Knowing credit card interest rates

by Jeff 9. October 2011 02:18

 

Planning on booking that vacation of yours for the summer or maybe shopping early for your holiday present using your credit card especially because your credit limit just got increased recently, perfect. It would of course pay to understand the liabilities you get through credit card purchases especially knowing credit card interest rates so you won’t be shocked clueless when you get your billing statement at the end of the month or your billing cycle. Interest is what gets added on top of your principal purchases and more often range between 15-20% annually.

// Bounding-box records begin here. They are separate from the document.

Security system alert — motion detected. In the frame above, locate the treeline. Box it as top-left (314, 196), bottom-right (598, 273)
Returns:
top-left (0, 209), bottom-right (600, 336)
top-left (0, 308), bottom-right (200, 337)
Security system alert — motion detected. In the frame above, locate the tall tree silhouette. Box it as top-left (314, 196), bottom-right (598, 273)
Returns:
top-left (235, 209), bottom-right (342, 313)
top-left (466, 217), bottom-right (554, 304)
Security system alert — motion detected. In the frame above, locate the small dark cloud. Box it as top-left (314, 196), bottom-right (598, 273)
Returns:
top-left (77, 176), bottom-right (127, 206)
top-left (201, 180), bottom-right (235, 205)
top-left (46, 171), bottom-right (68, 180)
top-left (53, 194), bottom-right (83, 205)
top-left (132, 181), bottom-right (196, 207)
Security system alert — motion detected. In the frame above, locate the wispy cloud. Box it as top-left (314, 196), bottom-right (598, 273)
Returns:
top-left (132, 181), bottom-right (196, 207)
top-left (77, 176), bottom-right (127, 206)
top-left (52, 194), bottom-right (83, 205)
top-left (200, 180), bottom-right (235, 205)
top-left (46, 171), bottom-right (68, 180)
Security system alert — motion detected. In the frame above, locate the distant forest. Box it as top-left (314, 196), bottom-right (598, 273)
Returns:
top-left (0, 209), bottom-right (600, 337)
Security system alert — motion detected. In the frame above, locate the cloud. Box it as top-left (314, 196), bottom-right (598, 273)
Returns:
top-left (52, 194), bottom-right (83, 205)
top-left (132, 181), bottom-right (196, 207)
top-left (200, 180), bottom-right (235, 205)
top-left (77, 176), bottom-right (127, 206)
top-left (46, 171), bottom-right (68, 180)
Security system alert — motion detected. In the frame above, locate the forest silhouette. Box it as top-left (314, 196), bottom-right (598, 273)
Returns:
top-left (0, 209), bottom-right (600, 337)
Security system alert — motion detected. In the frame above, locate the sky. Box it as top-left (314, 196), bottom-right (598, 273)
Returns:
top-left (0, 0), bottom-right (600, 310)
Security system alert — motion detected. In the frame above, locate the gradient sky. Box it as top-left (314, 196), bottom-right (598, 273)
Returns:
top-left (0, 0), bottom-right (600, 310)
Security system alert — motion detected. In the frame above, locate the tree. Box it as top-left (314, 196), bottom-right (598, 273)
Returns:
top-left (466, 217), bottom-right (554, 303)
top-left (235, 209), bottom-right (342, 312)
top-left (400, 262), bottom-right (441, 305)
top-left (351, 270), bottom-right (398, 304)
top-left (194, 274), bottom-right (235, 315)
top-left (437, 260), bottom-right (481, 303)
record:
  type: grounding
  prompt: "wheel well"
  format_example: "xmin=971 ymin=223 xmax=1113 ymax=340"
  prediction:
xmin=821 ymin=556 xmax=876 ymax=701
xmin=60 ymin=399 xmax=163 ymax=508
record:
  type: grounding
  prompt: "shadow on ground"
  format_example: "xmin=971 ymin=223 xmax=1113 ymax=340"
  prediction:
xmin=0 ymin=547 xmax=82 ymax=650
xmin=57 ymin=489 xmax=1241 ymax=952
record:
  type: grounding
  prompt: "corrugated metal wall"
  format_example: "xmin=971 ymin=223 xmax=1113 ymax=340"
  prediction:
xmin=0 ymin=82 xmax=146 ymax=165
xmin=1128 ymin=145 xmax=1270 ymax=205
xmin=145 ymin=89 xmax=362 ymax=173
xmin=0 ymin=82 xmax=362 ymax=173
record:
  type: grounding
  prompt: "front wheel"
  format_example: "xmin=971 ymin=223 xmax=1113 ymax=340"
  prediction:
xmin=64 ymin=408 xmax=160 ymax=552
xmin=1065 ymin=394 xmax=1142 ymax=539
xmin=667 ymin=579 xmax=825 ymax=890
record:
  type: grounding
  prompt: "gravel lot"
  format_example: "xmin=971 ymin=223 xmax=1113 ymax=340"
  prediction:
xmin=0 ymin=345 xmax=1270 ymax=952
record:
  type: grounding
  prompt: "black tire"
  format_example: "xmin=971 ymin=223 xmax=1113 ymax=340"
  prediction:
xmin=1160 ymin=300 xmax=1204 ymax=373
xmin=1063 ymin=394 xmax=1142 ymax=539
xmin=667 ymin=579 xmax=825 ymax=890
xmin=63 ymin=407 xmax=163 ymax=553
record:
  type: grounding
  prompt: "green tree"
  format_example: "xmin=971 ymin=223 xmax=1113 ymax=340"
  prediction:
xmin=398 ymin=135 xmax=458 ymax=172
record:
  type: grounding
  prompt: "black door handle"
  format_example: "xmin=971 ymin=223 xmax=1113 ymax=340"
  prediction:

To help us understand better how interest rates affect your bill, here’s a sample computation. Take for example a purchase you made for $300 and you have an annual interest rate of 15% and a minimum payment to be made to you debt of 3%. Now remembering all those figures, for the interest rate of 15% annually (300*.15/12) gives us $3.75 and a minimum payment of (300*.03) of $9 per cut off. This translates to the point that for a purchase you make of $300 a minimum payment of $9 for the next 12 months would satisfy the debt however only $5.25 actually goes toward the principal debt because $3.75 goes toward interest rates. So doing some math on the formula with a payment of $9 for a $300 debt, you’d be able to pay that within roughly 30 years (which is of course a bit too long) nevertheless for the sake of example is correct. But with the actual payment of $5.25 per payment it would actually take you roughly 57 years to completely pay off the principal debt which is not only impractical but absurd.

Basically, this only goes to show that interest rates strongly affect the amount you have to pay and deal with especially with bigger purchases. It would take an average individual to pay his debt around 2-3 years or even longer simply because not enough emphasis and understanding is shown to interest rates. Sure it’s just a fraction added toward the money I borrowed for making the purchase wherein in reality it’s a lot more to that. A good rule of thumb is to pay more than the minimum payment required. That way you could satisfy the interest rate requirement and at the same time cut down on the principal debt amount. This would be beneficial for you in the long run making it possible to eliminate the debt in a shorter span of time.

The next time you swipe your card through for a purchase knowing your credit card interest rates would go the extra mile giving you a heads up on the bill you should expect. As the saying goes, prevention is far better than the cure and avoiding debt early on would save you the hassles of going through debt management in the later part.